Occasionally there would be a tacit moment of rue. At a party, gazing at the stunning women clustered around Warren Beatty, he nodded and said, “See that guy? That used to be me.” Beatty had been observing Grant at close range since visiting Leslie Caron during the shoot of Father Goose, and it is probable that Beatty’s general aura of a megastar floating above the seedy mishegoss of the movie business derived from the older actor’s attitude.

Paul Sylbert worked with Beatty and said, “He learned from Grant . . . picking up these do’s and don’ts from hanging around these people and seeing how they operate.” For a time, Beatty insisted on using mascara to accent his eyes, and he would adopt a trick often used by aging actresses, as well as actors—put the camera fifteen feet away and shoot close-ups with a long lens, which slightly softens the focus without being obvious about it.

In the fall of 1968, Grant wrote an exuberant self-analysis redolent of Scrooge after his enlightenment:

I am a sixty-five year old professional man, recently divorced for the fourth time, and father of a two-and-a-half year old daughter. I am happier than I have ever been, yet not as happy as I intend to be.

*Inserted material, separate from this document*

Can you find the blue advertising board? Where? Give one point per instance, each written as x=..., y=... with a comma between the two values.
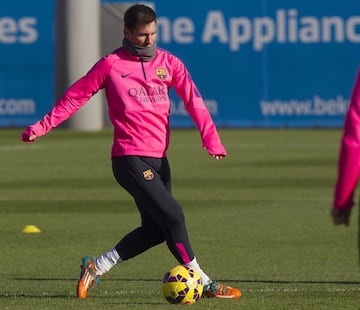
x=27, y=48
x=265, y=63
x=257, y=64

I am often pessimistic, yet mainly optimistic. I no longer resist, or inhibit, the penetration of knowledge which I trust will eventually result in wisdom!

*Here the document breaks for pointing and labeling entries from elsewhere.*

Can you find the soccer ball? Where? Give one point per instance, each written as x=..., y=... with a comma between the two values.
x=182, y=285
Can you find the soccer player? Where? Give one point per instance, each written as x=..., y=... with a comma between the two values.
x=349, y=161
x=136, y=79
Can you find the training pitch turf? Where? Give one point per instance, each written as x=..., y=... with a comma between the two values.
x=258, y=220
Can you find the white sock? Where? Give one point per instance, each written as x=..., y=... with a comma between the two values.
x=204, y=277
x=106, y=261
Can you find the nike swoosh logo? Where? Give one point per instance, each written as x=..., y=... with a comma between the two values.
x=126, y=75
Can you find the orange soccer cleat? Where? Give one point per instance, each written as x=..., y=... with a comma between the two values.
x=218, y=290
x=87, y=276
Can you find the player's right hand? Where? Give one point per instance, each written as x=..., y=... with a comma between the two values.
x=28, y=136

I enjoy the boundless feeling of love and intend to let it grow forever in me. I intend to try to set a good example to, and live with consideration of, others.

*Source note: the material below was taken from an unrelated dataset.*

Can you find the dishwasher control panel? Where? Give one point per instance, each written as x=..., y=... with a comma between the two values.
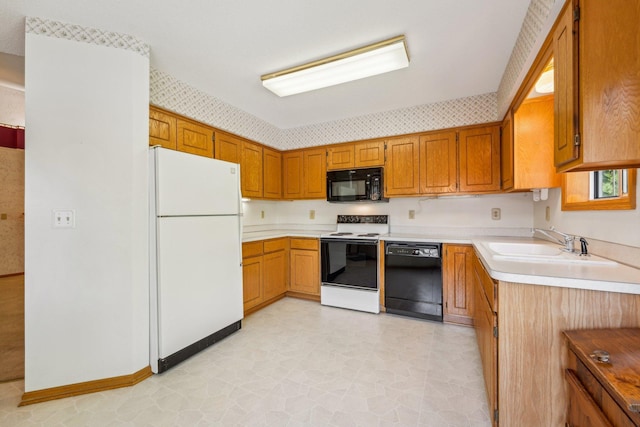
x=415, y=250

Looking back on my life, I occasionally wish I had known enough to choose a profession that could have been more directly beneficial to others. But, since I didn’t, I must take that into consideration in all future endeavors. . . .

It’s a good day and a good life!

Grant’s friendship with Harold Lloyd remained strong. “Harold had a private den upstairs, with a phone that only rang in that room,” remembered Lloyd’s granddaughter Sue.

I hung around up there a lot. One day the phone rings, and it was that distinctive voice: “Oh, hel-lo. This is Cary Grant. Is Harold there?”

And I said, “Oh yeah. Dad’s here, but he’s on the throne.” And then I couldn’t talk to him anymore. I’d seen An Affair to Remember and was just incoherent about it. I threw the phone down and ran down the hall.

“Dad, it’s Cary Grant.”

“Okay, calm down. Just tell him I’m on the throne and I’ll call him back in a minute.”

So after that, I begged him to let me go to lunch with the two of them, and Harold said, “If you can compose yourself, we’re going to go to the Polo Lounge.” But at that point he didn’t think I would be able to pull myself together.

The first time that I really had a conversation with Cary was when we were in London. I was seventeen or eighteen, and we were staying at the Inn at the Park. We went to dinner with Cary at the White Elephant. Harold and Cary were very interesting together. You would never have known they were comedians. Serious. No joking around. They looked like businessmen, and they acted like businessmen. Suits and glasses.

And yes, Cary was charming. He asked about what I did with Dad. I told him about the Shriner hospitals, and that I went to Westlake, I read Dad’s light meter for him when he was taking pictures and so forth. Cary had a kind of a warmth when he talked to you. He really looked at you. He wasn’t grand at all. He was comfortable in his skin and interested in you. In thinking about it, he was a lot like Harold.

Sue Lloyd’s experiences with Grant were almost entirely with the professional aspect of his personality, but there was one time when she got a glimpse of his more informal side.

The bisexual thing. I’ve thought about it. I can tell you that people didn’t make a big deal about it. I can see it, kind of. My friend Richard Correll and I went to a party once. My uncle was there with his boyfriend, and Cary was there as well, swirling around in a caftan. And I was blown back. Oh, it had an effect on me. He was swishing around the party. I saw that side of him, and I saw the businessman side as well. Let me tell you, there was a real contrast.